UNITED STATES—”The first thing I heard about mom’s fall, where she broke her hip, I was pinioned by grief both for her and Tatiana.”

Davy squirms in the diner booth, removed from bedside.

“What does pinioned mean?” Karen, his sister, asks.

“Oh, a fancy word for crucified… It happened just like Tatiana’s premonition. She came in the morning and there was mom sprawled on the floor, moaning and couldn’t get up.”

“She told me about that, too,” said Karen. “And she was afraid to come to the house.”

“Karen, I’m gonna confess something that’s been eating at me,” Davy says. “I’d driven all night to be here, and Tatiana was at the bedside, she said, “I’m so angry. I can’t talk about it. You don’t care.”

“Tatiana wouldn’t understand, but it was bound to happen. So many other falls.”

“You always know how to provide some perspective, Karen. It’s sad what she had to go through, seeing just what she had feared.”

“She’s was pushing for care 24/7. It’s her bread-and-butter.”

“Figurative language,” Davy grins sadly to himself. “That’s the sad thing about Mom. Sad and un-sad. She never understood jokes. Figurative language. Hey, maybe this was early early onset dementia.
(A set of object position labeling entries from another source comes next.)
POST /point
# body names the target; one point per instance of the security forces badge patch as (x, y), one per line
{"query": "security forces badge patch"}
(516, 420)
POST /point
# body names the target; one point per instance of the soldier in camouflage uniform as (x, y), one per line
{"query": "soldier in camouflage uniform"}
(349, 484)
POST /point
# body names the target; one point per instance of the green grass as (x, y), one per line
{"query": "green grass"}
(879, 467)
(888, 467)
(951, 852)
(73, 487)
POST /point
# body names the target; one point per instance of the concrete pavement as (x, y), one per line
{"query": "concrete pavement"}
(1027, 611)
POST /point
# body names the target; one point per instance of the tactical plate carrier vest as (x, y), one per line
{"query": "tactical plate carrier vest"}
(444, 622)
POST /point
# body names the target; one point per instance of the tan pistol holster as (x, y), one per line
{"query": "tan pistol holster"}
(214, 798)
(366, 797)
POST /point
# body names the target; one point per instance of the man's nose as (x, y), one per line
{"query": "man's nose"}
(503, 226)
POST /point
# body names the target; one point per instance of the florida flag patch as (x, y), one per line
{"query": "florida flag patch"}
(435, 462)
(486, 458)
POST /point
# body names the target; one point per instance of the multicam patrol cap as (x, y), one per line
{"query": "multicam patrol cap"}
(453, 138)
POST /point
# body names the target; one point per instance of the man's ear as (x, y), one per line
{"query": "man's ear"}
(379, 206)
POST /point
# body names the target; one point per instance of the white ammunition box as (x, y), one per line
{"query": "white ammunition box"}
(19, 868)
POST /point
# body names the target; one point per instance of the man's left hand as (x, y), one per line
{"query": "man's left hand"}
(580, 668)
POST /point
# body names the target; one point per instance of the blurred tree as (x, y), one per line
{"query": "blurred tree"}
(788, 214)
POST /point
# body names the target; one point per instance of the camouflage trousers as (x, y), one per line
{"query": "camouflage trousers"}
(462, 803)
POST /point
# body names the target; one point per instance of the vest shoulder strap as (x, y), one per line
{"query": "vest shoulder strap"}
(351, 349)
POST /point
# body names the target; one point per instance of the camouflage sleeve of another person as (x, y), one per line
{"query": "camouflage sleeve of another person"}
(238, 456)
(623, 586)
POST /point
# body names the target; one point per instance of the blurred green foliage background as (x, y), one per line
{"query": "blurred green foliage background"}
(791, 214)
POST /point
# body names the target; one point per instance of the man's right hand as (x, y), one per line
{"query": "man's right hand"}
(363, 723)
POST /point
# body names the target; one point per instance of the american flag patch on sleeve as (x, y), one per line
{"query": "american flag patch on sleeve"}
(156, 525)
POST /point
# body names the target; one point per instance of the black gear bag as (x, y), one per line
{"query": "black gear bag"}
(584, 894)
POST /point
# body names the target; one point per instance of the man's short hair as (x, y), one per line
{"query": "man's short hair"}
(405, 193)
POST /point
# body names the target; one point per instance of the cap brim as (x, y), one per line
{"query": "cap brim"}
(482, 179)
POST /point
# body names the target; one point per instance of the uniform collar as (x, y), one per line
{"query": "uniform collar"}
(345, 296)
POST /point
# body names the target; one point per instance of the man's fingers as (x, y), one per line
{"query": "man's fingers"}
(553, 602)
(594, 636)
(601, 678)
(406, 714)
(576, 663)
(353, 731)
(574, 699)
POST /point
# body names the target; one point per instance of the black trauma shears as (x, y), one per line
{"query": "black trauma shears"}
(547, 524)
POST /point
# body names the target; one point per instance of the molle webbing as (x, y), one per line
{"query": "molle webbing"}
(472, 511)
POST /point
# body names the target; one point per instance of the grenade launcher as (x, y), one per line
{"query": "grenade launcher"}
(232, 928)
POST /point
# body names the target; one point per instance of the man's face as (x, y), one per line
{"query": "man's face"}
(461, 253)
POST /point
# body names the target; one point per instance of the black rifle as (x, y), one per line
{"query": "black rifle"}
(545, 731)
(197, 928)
She would always break in with some impertinent thing before the punchline.”

“Great training for a comedian.”

“The best. I was already bombing in childhood,” Davy says.

“You gotta bomb before you can kill,” says Karen.
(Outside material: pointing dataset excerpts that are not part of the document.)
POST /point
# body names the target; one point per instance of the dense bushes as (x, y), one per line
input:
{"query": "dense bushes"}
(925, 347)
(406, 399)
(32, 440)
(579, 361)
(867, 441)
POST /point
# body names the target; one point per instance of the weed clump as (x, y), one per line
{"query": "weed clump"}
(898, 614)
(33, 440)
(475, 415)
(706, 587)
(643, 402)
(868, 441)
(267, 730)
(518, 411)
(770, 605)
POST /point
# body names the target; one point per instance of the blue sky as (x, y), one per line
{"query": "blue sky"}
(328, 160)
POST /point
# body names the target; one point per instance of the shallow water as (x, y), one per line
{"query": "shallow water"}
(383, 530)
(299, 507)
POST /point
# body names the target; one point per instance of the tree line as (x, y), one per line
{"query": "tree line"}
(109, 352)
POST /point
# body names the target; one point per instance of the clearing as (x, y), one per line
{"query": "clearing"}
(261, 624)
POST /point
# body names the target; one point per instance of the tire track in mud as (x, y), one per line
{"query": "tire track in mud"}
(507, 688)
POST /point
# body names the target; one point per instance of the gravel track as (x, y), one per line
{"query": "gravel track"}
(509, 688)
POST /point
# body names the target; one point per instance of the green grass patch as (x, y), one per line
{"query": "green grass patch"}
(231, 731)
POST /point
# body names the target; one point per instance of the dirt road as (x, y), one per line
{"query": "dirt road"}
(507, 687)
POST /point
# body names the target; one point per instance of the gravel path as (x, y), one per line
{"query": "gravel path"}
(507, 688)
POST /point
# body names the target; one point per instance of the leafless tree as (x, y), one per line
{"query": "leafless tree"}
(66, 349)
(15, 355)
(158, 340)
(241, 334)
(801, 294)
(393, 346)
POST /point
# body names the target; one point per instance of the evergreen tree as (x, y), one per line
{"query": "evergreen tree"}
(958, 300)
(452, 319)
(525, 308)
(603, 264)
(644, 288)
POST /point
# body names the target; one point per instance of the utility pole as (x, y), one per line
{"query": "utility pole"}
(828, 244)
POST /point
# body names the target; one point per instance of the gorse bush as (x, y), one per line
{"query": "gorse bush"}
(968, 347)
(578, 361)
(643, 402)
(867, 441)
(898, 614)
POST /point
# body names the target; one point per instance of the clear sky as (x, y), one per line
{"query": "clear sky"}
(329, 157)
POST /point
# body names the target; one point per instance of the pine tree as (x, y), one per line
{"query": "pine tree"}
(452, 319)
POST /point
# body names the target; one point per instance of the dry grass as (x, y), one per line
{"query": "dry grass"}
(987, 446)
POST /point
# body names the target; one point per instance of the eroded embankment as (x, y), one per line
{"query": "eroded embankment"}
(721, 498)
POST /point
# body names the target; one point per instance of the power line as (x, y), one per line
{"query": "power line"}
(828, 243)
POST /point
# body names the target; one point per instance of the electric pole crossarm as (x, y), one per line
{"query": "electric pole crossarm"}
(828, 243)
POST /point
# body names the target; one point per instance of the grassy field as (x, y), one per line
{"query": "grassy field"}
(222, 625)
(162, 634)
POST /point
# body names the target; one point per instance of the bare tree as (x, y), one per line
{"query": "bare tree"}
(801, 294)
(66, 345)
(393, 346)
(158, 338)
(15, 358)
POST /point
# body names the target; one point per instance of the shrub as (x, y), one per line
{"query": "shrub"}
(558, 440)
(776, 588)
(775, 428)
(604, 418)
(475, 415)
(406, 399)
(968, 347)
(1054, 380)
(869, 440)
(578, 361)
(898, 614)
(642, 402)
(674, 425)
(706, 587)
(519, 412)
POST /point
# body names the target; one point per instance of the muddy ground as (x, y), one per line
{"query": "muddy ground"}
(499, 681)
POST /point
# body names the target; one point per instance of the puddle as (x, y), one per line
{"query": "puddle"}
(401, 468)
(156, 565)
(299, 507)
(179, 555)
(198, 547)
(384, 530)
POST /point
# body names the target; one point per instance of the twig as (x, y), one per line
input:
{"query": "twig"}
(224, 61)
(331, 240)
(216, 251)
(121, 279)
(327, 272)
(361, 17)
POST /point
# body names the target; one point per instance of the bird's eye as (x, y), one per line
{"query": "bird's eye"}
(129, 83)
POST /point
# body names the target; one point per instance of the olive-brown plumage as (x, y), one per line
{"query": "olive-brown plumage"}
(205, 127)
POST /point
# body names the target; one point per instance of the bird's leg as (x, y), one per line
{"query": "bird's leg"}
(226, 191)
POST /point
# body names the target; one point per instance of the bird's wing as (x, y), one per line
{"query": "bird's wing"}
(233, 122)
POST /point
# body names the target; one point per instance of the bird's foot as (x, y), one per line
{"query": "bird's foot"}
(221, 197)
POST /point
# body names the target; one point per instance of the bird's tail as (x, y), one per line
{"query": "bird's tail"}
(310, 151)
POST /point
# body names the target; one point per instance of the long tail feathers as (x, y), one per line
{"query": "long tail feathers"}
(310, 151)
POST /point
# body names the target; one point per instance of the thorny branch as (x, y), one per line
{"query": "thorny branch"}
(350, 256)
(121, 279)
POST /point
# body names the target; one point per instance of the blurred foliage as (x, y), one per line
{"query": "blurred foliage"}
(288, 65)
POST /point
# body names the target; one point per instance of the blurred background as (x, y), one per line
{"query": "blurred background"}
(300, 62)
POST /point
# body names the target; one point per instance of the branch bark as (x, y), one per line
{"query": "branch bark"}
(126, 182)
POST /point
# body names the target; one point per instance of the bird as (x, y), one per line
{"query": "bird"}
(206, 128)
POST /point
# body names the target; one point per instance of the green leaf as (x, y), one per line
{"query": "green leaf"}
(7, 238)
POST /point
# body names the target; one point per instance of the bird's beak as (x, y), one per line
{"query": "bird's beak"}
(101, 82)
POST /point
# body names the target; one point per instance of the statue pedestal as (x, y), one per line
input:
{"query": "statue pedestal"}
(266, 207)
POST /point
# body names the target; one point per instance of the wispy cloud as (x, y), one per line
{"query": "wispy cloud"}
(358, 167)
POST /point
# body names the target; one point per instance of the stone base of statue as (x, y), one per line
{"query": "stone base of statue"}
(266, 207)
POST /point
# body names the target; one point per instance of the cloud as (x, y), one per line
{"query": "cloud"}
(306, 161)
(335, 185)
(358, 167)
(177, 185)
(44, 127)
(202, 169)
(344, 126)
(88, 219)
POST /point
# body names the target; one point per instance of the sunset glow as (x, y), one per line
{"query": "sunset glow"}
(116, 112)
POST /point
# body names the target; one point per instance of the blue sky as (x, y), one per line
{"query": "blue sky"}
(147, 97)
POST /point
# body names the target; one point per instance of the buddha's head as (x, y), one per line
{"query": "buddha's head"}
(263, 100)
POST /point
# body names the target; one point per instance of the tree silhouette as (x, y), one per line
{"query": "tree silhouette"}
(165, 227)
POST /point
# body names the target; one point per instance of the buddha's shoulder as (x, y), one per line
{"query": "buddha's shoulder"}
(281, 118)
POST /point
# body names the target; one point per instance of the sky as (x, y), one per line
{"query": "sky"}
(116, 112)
“You know how to put a bright spin.”

“Things are going good for you, Jerry.”

“They’re going good,” Davy says and after a pause continues, “‘They are going good.’ You know, I’d say that to Mom now, and she’d stare with that lasix glint and say what do you mean? So I simplify and just say, ‘Yeah.’ It’s a huge relief, Karen to talk to a normal person and use words like pinion and crucify. Hug me.”
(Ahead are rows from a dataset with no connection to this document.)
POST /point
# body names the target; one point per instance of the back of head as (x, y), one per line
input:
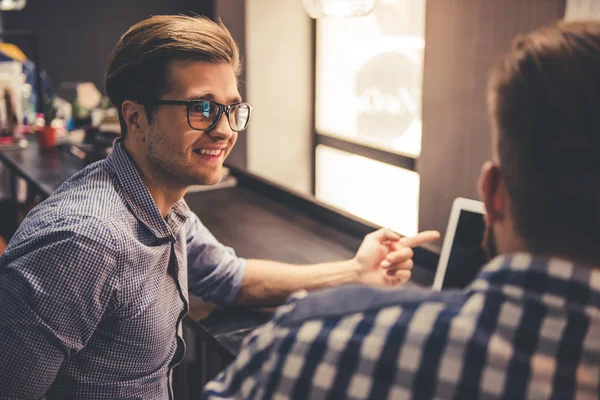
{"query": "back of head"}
(544, 101)
(137, 67)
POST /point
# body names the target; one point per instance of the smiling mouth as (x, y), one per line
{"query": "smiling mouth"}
(209, 154)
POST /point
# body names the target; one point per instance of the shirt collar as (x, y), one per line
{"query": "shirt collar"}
(138, 197)
(547, 276)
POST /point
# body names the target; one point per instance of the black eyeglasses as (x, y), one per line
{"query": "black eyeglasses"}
(204, 115)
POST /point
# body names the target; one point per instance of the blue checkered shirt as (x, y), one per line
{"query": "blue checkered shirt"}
(526, 328)
(94, 285)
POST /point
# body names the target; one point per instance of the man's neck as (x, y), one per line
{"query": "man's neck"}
(164, 196)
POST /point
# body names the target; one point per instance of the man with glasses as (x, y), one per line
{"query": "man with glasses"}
(94, 285)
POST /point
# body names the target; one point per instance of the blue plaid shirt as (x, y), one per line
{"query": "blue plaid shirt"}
(94, 285)
(526, 328)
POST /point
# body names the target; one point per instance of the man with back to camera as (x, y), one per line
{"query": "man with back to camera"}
(94, 285)
(529, 325)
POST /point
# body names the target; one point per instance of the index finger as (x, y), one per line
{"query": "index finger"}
(385, 234)
(420, 238)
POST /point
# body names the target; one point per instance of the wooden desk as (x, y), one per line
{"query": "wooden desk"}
(256, 218)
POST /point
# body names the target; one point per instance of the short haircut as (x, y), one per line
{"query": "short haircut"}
(544, 103)
(138, 64)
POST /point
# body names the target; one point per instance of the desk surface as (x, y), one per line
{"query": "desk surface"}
(45, 170)
(255, 225)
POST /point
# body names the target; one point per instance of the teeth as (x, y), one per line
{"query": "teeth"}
(210, 152)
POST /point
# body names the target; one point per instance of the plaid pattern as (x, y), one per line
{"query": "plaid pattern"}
(94, 285)
(527, 327)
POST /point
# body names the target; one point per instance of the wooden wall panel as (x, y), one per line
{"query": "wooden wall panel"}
(463, 40)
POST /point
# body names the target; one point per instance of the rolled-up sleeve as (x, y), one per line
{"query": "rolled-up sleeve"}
(215, 272)
(54, 289)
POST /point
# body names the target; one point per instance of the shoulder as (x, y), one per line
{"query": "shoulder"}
(87, 200)
(347, 300)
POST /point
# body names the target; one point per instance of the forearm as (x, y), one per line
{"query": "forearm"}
(268, 282)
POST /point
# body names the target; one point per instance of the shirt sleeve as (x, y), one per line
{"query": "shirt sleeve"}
(55, 286)
(215, 272)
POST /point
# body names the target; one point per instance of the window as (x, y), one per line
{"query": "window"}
(369, 74)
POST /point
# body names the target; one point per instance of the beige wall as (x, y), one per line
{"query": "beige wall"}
(279, 86)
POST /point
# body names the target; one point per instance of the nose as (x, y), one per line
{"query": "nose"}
(222, 130)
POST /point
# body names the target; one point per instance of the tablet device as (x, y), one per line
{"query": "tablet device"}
(462, 255)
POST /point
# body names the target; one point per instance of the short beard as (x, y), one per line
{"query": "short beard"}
(489, 242)
(162, 158)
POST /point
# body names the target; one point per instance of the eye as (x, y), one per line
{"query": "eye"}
(202, 107)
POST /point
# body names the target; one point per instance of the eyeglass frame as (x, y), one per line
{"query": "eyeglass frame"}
(222, 108)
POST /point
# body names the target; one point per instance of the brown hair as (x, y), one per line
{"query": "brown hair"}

At least their arms touch across the diner table.

“I love you.”

“We’re helping each other. It’s good we get along. You’ve been here for me. There’s been a lot of hurt with Mom. Tatiana is a blessing, she really loves mom I think. And that is not an easy rose to love, with its thorns and all.”

“We’ve gotta count are blessings. Mom’s been around a long time, a lot of extra innings.”

“It’s funny. Tatiana and her boyfriend both love my mom and Tatiana has cooked for her and bathed her these last two years. No easy task. But she remembers Oscar, Tatiana’s boyfriend, more because he dances with her when he helps feed her.”

“They stare at her,” Davy says. “It’s like I’m not even in the room when they come.”

“I know what you mean,” says Karen. “I’ve thought it myself.”

“Only somebody who didn’t live there their whole life with mom could adore her like that.”

“Yeah, with a parent it’s love and rage. We’re gonna be working this out for the rest of our lives.”

“More coffee,” says the waitress. The siblings’ non-response is interpreted as a yes.

When the waitress leaves, Karen asks, “How my mom doing? I say my mom, you know what I mean.”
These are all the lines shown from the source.